2 - Protetor dos direitos individuais:

  • a) O Bispo diocesano é o legislador e o juiz na sua Igreja. Como legislador busca direta e imediatamente o bem da Comunidade. Como juiz, protege o bem particular dos fieis de forma direta e imediata. Comumente o Bispo exerce esta sua função judiciária através do Tribunal, através de um Juiz.
  • b) A função deste Juiz é reconhecer, declarar, garantir, realizar e restabelecer os direitos individuais dos fieis. Esta é razão de ser da sua função judicial.
  • c) O que o Juiz deve decidir é o que é possível e o que melhor - não para a Igreja em geral ou para esta Igreja particular - mas tão somente para estas pessoas que se encontram diante dele e que a ele recorreram pedindo justiça.
  • d) Por isso, o Juiz, não pode sacrificar o bem dos particulares ao bem público, o bem da pessoa ao bem da instituição, pois lesando os interesses individuais, prejudica também o bem público, não contribui para a ordem, para a paz e a justiça da comunidade.

3 - Investigador da verdade:

  • a) O Juiz eclesiástico, numa palavra de João XXIII, exerce um "ministerium veritatis", pois o processo em sua mão é apenas um instrumento para conhecer a verdade objetiva e histórica de um determinado casamento, por exemplo.
  • b) A Sentença que ele profere será um ato que dá valor legal à verdade constatada ex actis et probatis.
  • c) Deve estar atento para que as normas processuais não se convertam em impedimento para conhecer a verdade dos fatos alegados.
  • d) Não se deve esquecer que a verdade objetiva é fruto de pesquisa de todos os que estão envolvidos no Processo.
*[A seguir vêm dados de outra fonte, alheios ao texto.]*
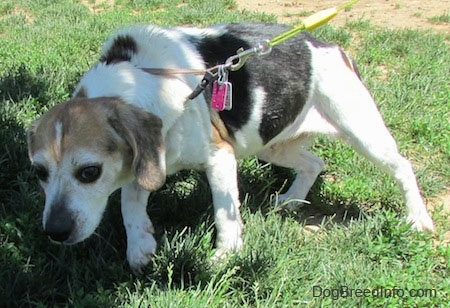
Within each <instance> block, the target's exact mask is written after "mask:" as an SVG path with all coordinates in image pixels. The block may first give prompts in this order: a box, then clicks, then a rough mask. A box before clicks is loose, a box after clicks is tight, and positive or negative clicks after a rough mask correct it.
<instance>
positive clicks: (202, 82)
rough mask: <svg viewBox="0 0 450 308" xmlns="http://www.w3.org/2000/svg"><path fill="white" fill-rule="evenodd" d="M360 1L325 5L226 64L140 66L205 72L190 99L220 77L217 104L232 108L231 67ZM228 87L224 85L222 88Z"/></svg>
mask: <svg viewBox="0 0 450 308" xmlns="http://www.w3.org/2000/svg"><path fill="white" fill-rule="evenodd" d="M357 2H359V0H350V1H348V2H346V3H344V4H342V5H340V6H338V7H334V8H330V9H326V10H322V11H319V12H317V13H315V14H313V15H311V16H309V17H307V18H305V19H304V20H302V22H301V23H300V24H299V25H297V26H295V27H294V28H292V29H290V30H288V31H286V32H283V33H281V34H279V35H277V36H275V37H274V38H272V39H270V40H265V41H263V42H260V43H259V44H258V45H257V46H255V47H253V48H250V49H247V50H244V49H243V48H239V49H238V50H237V51H236V54H235V55H233V56H231V57H229V58H228V59H227V60H226V61H225V63H224V64H219V65H216V66H213V67H211V68H209V69H206V70H201V69H198V70H197V69H177V68H175V69H170V68H168V69H164V68H141V69H142V70H143V71H145V72H147V73H150V74H153V75H159V76H171V75H179V74H194V75H204V76H203V79H202V81H201V82H200V83H199V84H198V86H197V87H196V88H195V89H194V91H193V92H192V93H191V94H190V95H189V96H188V99H189V100H192V99H194V98H196V97H197V96H198V95H200V94H201V93H202V92H203V90H204V89H205V88H206V87H207V86H208V85H209V84H210V83H211V82H212V81H214V82H217V80H218V79H219V80H220V82H219V86H218V87H217V88H218V90H217V93H219V95H220V98H219V99H217V98H216V97H215V94H216V93H215V92H213V100H214V99H215V98H216V99H215V101H219V102H221V101H222V100H223V102H221V103H220V104H219V105H220V107H218V108H215V107H214V108H215V109H216V110H219V111H221V110H224V109H226V110H229V109H231V83H229V82H228V70H230V71H237V70H239V69H241V68H242V67H243V66H244V65H245V62H246V61H247V60H248V58H249V57H251V56H253V55H257V56H265V55H268V54H270V53H271V52H272V47H274V46H276V45H278V44H280V43H282V42H284V41H286V40H288V39H291V38H292V37H294V36H296V35H298V34H299V33H300V32H303V31H309V30H313V29H315V28H318V27H320V26H322V25H323V24H325V23H327V22H328V21H329V20H331V19H332V18H333V17H335V16H336V15H337V14H338V13H339V12H340V11H342V10H344V9H348V8H350V7H351V6H352V5H354V4H355V3H357ZM223 87H225V88H223Z"/></svg>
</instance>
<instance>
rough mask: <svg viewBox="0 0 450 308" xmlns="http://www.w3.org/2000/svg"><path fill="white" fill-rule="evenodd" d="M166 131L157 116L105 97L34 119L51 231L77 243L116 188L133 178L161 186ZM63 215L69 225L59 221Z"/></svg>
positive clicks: (64, 221) (36, 162)
mask: <svg viewBox="0 0 450 308" xmlns="http://www.w3.org/2000/svg"><path fill="white" fill-rule="evenodd" d="M161 129H162V122H161V120H160V119H159V118H158V117H156V116H154V115H152V114H150V113H147V112H144V111H143V110H141V109H140V108H138V107H135V106H132V105H129V104H126V103H124V102H123V101H121V100H120V99H118V98H105V97H102V98H95V99H87V98H75V99H72V100H70V101H68V102H66V103H63V104H59V105H57V106H55V107H54V108H52V109H51V110H50V111H49V112H47V113H46V114H45V115H44V116H43V117H42V118H40V119H39V120H37V121H36V122H35V123H33V125H32V126H31V127H30V129H29V131H28V134H27V139H28V152H29V156H30V159H31V161H32V163H33V165H35V167H36V169H37V173H38V177H39V178H40V180H41V185H42V187H43V188H44V191H45V194H46V203H45V209H44V217H43V224H44V229H46V231H47V233H49V235H50V236H51V235H52V233H55V232H56V233H59V235H58V236H56V237H57V238H58V240H60V239H61V238H63V241H65V242H67V243H76V242H78V241H81V240H83V239H84V238H86V237H87V236H89V235H90V234H91V233H92V232H93V231H94V230H95V228H96V227H97V225H98V223H99V222H100V219H101V215H102V213H103V211H104V209H105V207H106V202H107V199H108V196H109V195H110V194H111V193H112V192H113V191H114V190H116V189H118V188H119V187H121V186H123V185H125V184H127V183H129V182H132V181H133V180H135V181H136V182H137V183H138V184H139V185H140V186H141V187H143V188H144V189H146V190H150V191H153V190H156V189H158V188H159V187H160V186H161V185H162V184H163V183H164V181H165V162H164V148H163V143H162V136H161ZM59 216H61V217H62V216H64V217H65V218H64V220H65V221H64V225H61V223H55V221H58V219H62V218H61V217H59ZM67 217H68V218H67ZM68 226H69V227H68ZM61 229H65V230H61ZM69 229H70V230H69ZM61 233H64V235H62V234H61ZM64 237H66V238H64Z"/></svg>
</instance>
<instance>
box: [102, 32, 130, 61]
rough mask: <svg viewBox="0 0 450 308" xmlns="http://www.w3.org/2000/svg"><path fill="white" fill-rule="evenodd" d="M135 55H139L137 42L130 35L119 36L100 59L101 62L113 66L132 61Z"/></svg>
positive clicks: (118, 36) (116, 37)
mask: <svg viewBox="0 0 450 308" xmlns="http://www.w3.org/2000/svg"><path fill="white" fill-rule="evenodd" d="M135 53H137V44H136V41H135V40H134V39H133V38H132V37H131V36H129V35H119V36H118V37H116V38H115V40H114V42H113V44H112V45H111V47H110V48H109V49H108V50H107V51H106V52H105V53H104V54H103V55H102V56H101V57H100V62H106V64H111V63H117V62H122V61H130V60H131V57H132V56H133V55H134V54H135Z"/></svg>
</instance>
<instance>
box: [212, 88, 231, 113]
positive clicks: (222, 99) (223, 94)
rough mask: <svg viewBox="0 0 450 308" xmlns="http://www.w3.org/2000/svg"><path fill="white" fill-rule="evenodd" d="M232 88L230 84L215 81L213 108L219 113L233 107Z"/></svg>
mask: <svg viewBox="0 0 450 308" xmlns="http://www.w3.org/2000/svg"><path fill="white" fill-rule="evenodd" d="M231 90H232V86H231V83H230V82H219V81H214V83H213V90H212V97H211V107H212V108H213V109H215V110H217V111H222V110H230V109H231V107H232V92H231Z"/></svg>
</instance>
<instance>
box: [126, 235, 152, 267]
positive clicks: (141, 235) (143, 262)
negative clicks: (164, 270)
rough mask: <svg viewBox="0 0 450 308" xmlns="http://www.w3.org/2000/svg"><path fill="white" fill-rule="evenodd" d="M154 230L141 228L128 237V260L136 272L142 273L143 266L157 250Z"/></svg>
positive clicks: (150, 258) (130, 266) (127, 248)
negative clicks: (146, 229)
mask: <svg viewBox="0 0 450 308" xmlns="http://www.w3.org/2000/svg"><path fill="white" fill-rule="evenodd" d="M152 233H153V230H152V229H149V230H145V231H144V230H140V231H139V232H137V233H136V234H135V235H134V236H132V237H131V238H129V239H128V247H127V260H128V263H129V264H130V267H131V269H132V270H133V272H134V273H136V274H141V273H142V270H143V268H144V267H145V266H146V265H147V264H148V263H149V262H150V260H151V259H152V257H153V255H154V254H155V251H156V241H155V238H154V237H153V234H152Z"/></svg>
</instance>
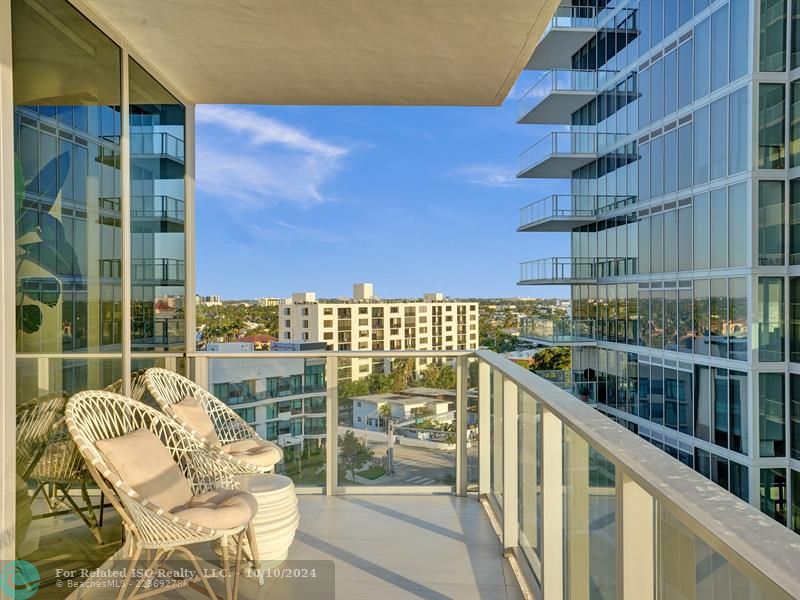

Estará sozinho para dar a sua decisão final, mas isto não impede que outros possam reunir provas concretas em comum e tentar uma compreensão mais objetiva da situação em julgamento.

4 - Ministro de um serviço pastoral:

  • a) A administração da justiça na Igreja é uma função de "cura de almas", pois deriva do poder e da solicitude pastorais incluídos no "poder das chaves".
  • b) A finalidade da lei ou seu objetivo supremo é a "salus animarum suprema lex". Como é lembrado no último cânon do novo Código, como a lhe fechar com chave de ouro.
  • c) Pio XII falando sobre esta administração da justiça na Igreja diz, que "situá-la fora do fim e da unidade de ação própria da Igreja por instituição divina" [Discurso Rota Romana 02/10/44 in AAS.36 (1944)] seria o mesmo que pensar que a função judicial na Igreja não está a serviço da salvação das almas.
  • d) O Oficio judicial, diz Pio XI, "é pastoral, no sentido pleno da palavra..., é pastoral porque vem em auxilio dos membros do Povo de Deus que se encontra em dificuldade. O Juiz é para eles o Bom Pastor que consola o prejudicado, guia o que está no erro, reconhece os direitos de quem foi lesado, caluniado ou injustamente humilhado. Desta forma, a autoridade oficial é uma autoridade de serviço que consiste no exercício do poder confiado por Cristo para o bem das almas". [Discurso Rota Romana 08/02/73 in AAS. (1973), p.100].
  • e) É preciso dar as pessoas interessadas uma acolhida em que elas possam expor os seus casos espontaneamente, apresentando a gênese do seu compromisso matrimonial, o desenrolar da sua vida conjugal e as motivações da ruptura da convivência matrimonial.
  • f) É preciso dar maior importância às declarações das partes. Evidentemente depois de explicar-lhes que não se pode enganar a Deus e que um julgamento que não seja fundamentado na verdade não lhes seria, em consciência, de utilidade alguma.
  • g) O respeito ao que compete a cada um dos oficiais é de grande valor para que cada um possa somar a sua sabedoria jurídica.